Databricks Community

danmlopsmaz · ‎07-20-2024

I've encountered a significant issue while using the VSCode extension for Databricks, particularly when working with a cluster configured with a Docker image. Here's a detailed description of the problem:

Problem Description

When attempting to upload and execute a Python file with VSCode to a Databricks cluster that utilizes a custom Docker image, the connection fails, and the extension does not function as expected.

==============================
Errors in 00-databricks-init-3331c3ed293013bfec5837e683d00cfe.py:
 
WARNING -  All log messages before absl: :InitializeLog() is called are written to STDERR
I0000 00 - 00: 1721481367.546267  105941 config.cc:230] gRPC experiments enabled: call_status_override_on_cancellation, event_engine_dns, event_engine_listener, http2_stats_fix, monitoring_experiment, pick_first_new, trace_record_callops, work_serializer_clears_time_cache

Error: CommandExecution.createAndWait: failed to reach Running state, got Error: [object Object]

7/20/2024, 8:34:11 AM - Creating execution context on cluster 0719 ...
Error: CommandExecution.createAndWait: failed to reach Running state, got Error: [object Object]
Execution terminated

Potential Workarounds

Databricks connect: Run the databricks connect in a terminal works to execute the spark code in the cluster.
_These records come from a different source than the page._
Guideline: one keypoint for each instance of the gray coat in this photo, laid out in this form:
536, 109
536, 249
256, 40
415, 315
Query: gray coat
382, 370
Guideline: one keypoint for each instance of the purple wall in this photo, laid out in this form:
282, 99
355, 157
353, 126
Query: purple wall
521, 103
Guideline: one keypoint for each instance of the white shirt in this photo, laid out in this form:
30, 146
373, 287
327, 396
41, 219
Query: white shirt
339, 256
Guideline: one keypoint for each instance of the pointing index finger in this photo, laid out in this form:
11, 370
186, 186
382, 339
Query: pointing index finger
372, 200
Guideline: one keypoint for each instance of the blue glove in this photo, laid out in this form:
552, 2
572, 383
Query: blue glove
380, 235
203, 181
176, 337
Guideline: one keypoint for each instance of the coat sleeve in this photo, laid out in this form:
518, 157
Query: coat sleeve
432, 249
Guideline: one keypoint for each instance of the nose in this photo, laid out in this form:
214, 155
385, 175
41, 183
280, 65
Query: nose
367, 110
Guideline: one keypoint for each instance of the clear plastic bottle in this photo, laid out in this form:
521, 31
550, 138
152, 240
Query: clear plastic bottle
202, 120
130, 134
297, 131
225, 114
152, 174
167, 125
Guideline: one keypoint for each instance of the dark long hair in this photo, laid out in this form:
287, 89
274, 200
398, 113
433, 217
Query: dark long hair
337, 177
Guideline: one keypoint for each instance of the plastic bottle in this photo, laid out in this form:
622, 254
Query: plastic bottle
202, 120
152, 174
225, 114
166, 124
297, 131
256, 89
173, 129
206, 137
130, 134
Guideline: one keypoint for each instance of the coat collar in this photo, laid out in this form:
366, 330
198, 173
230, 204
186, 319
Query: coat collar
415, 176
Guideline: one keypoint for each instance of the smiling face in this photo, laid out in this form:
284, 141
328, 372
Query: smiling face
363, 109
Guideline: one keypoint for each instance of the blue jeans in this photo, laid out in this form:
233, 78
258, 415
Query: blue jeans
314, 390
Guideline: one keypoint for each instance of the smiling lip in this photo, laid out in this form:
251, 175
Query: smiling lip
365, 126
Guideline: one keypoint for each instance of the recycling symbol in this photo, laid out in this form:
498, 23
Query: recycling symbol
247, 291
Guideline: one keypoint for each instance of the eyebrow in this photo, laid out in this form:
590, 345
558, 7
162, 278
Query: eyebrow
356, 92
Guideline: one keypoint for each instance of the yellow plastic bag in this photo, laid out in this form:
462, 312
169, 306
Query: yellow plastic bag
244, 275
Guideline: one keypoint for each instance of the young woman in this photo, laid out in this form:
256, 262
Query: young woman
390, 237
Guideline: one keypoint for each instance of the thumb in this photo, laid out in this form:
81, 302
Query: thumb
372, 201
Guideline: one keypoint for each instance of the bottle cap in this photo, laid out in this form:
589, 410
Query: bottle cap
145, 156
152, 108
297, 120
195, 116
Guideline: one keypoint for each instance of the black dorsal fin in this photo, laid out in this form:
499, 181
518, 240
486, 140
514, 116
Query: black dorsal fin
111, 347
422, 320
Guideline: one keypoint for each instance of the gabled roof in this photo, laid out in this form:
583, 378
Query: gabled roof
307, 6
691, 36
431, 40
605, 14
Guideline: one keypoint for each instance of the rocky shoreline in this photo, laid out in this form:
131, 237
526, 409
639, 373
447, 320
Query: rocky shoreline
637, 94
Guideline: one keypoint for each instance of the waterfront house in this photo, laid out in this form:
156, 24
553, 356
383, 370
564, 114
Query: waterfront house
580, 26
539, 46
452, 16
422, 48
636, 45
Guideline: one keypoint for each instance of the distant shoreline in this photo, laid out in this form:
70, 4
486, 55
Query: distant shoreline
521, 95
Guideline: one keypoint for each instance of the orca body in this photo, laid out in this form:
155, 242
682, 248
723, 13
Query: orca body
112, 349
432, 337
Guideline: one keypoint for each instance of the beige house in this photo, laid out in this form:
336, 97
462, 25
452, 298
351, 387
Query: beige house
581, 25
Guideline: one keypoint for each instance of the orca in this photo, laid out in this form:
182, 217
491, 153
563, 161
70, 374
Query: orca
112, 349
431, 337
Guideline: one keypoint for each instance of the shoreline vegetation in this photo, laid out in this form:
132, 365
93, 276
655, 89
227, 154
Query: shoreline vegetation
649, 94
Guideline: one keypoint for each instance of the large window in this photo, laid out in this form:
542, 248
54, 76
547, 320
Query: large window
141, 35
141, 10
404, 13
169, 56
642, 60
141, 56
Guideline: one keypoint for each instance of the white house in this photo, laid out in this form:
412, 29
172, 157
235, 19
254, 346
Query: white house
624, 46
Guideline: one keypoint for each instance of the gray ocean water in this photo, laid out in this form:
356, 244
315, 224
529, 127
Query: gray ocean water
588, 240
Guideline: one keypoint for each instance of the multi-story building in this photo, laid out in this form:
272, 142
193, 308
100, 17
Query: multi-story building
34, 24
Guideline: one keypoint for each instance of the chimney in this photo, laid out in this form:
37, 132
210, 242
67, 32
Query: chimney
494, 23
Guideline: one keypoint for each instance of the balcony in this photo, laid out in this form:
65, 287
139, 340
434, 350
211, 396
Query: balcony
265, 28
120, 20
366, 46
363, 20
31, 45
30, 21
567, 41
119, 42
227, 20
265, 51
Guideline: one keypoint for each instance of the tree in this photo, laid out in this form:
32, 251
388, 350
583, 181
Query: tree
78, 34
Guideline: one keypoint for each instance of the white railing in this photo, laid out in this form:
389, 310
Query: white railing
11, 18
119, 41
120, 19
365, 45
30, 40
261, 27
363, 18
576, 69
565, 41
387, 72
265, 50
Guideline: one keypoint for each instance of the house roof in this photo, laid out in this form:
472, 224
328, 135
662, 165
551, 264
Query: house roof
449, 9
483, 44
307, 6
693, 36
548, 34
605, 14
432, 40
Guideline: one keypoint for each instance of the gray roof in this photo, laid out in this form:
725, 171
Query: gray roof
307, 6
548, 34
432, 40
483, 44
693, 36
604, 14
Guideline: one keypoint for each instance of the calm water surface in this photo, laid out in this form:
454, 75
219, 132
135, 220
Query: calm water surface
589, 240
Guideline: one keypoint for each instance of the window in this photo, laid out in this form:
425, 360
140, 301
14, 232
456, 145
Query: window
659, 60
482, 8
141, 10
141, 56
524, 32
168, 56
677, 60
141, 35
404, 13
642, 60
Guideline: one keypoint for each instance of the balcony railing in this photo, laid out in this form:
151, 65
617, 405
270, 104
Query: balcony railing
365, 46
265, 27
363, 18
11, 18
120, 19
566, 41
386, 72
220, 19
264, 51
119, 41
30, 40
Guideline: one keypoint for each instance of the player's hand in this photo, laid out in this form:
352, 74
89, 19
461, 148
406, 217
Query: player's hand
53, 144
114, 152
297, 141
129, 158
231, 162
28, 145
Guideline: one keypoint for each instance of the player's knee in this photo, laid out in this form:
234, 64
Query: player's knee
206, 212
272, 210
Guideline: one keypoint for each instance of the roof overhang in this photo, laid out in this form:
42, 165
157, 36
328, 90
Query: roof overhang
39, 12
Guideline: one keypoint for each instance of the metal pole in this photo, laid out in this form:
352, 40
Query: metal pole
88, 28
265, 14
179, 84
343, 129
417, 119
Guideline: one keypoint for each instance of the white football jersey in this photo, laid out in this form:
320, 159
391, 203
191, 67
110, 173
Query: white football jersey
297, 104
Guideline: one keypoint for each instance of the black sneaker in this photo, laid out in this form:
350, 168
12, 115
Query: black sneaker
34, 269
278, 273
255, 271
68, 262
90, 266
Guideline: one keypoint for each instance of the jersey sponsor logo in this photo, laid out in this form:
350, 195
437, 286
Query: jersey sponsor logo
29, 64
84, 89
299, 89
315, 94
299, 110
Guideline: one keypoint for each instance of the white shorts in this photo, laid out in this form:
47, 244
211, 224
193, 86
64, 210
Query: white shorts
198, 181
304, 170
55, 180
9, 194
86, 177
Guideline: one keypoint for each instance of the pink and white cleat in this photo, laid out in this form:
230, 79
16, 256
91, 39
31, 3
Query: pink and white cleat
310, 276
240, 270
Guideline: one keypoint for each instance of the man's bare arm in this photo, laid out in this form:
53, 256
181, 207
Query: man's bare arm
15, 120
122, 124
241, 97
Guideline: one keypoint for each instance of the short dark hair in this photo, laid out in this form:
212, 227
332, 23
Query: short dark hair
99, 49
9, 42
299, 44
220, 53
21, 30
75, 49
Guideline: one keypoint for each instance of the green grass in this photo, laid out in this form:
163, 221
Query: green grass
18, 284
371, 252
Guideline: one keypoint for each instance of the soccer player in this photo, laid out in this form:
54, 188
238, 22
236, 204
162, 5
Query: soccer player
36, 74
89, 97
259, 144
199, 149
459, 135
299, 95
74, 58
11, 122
But, the VS Code extension does not.

Note

It is important to mention that when I run the same Python file with a standard cluster with no docker on it, the VSCode extension works as expected.

Kaniz_Fatma · ‎07-22-2024

Hi @danmlopsmaz, Could you please ensure that the custom Docker image you are using is compatible with the Databricks runtime? Sometimes, discrepancies between the image and the runtime can lead to failures in command execution.

Since you mentioned that running Databricks Connect in a terminal works, you might want to ensure that the VSCode extension is correctly configured to use Databricks Connect.
Follow the Databricks Connect setup guide to ensure all steps are correctly implemented.

danmlopsmaz · ‎07-22-2024

Hi @Kaniz_Fatma thanks for a such quick response.

Actually, I am using the Dockerfile from the Databricks runtime example here: https://github.com/databricks/containers/blob/master/ubuntu/minimal/Dockerfile . The configuration with the VSCode extensions is fine since I already mentioned that the "upload and run python file" command works with a standard cluster.

This is my Dockerfile:

# This Dockerfile creates a clean Databricks runtime 12.2 LTS without any library ready to deploy to Databricks
FROM databricksruntime/minimal:14.3-LTS
# These are the versions compatible for DBR 12.x

ARG python_version="3.9"
ARG pip_version="22.3.1"
ARG setuptools_version="65.6.3"
ARG wheel_version="0.38.4"
ARG virtualenv_version="20.16.7"

# Set the debconf frontend to Noninteractive
RUN echo 'debconf debconf/frontend select Noninteractive' | debconf-set-selections

# Installs python 3.x and virtualenv for Spark and Notebooks
RUN sudo apt-get update && sudo apt-get install dialog apt-utils curl build-essential fuse openssh-server software-properties-common --yes \
    && sudo add-apt-repository ppa:deadsnakes/ppa -y && sudo apt-get update \
    && sudo apt-get install python${python_version} python${python_version}-dev python${python_version}-distutils --yes \
    && curl https://bootstrap.pypa.io/get-pip.py -o get-pip.py \
    && /usr/bin/python${python_version} get-pip.py pip>=${pip_version} setuptools>=${setuptools_version} wheel>=${wheel_version} \
    && rm get-pip.py \
    && apt-get clean \
    && rm -rf /var/lib/apt/lists/* /tmp/* /var/tmp/*

RUN /usr/local/bin/pip${python_version} install --no-cache-dir virtualenv==${virtualenv_version} \
    && sed -i -r 's/^(PERIODIC_UPDATE_ON_BY_DEFAULT) = True$/\1 = False/' /usr/local/lib/python${python_version}/dist-packages/virtualenv/seed/embed/base_embed.py \
    && /usr/local/bin/pip${python_version} download pip==${pip_version} --dest \
    /usr/local/lib/python${python_version}/dist-packages/virtualenv_support/

# Initialize the default environment that Spark and notebooks will use
RUN virtualenv --python=python${python_version} --system-site-packages /databricks/python3 --no-download  --no-setuptools

# These python libraries are used by Databricks notebooks and the Python REPL
# You do not need to install pyspark - it is injected when the cluster is launched
# Versions are intended to reflect latest DBR: https://docs.databricks.com/release-notes/runtime/11.1.html#system-environment
RUN /databricks/python3/bin/pip install \
    six>=1.16.0 \
    jedi>=0.18.1 \
    # ensure minimum ipython version for Python autocomplete with jedi 0.17.x
    ipython>=8.10.0 \
    pyarrow>=8.0.0 \
    ipykernel>=6.17.1 \
    grpcio>=1.48.1 \
    grpcio-status>=1.48.1 \
    databricks-sdk>=0.1.6

# Specifies where Spark will look for the python process
ENV PYSPARK_PYTHON=/databricks/python3/bin/python3
# Specifies Tracking URI for MLflow Integration
ENV MLFLOW_TRACKING_URI='databricks'
# Make sure the USER env variable is set. The files exposed
# by dbfs-fuse will be owned by this user.
# Within the container, the USER is always root.
ENV USER root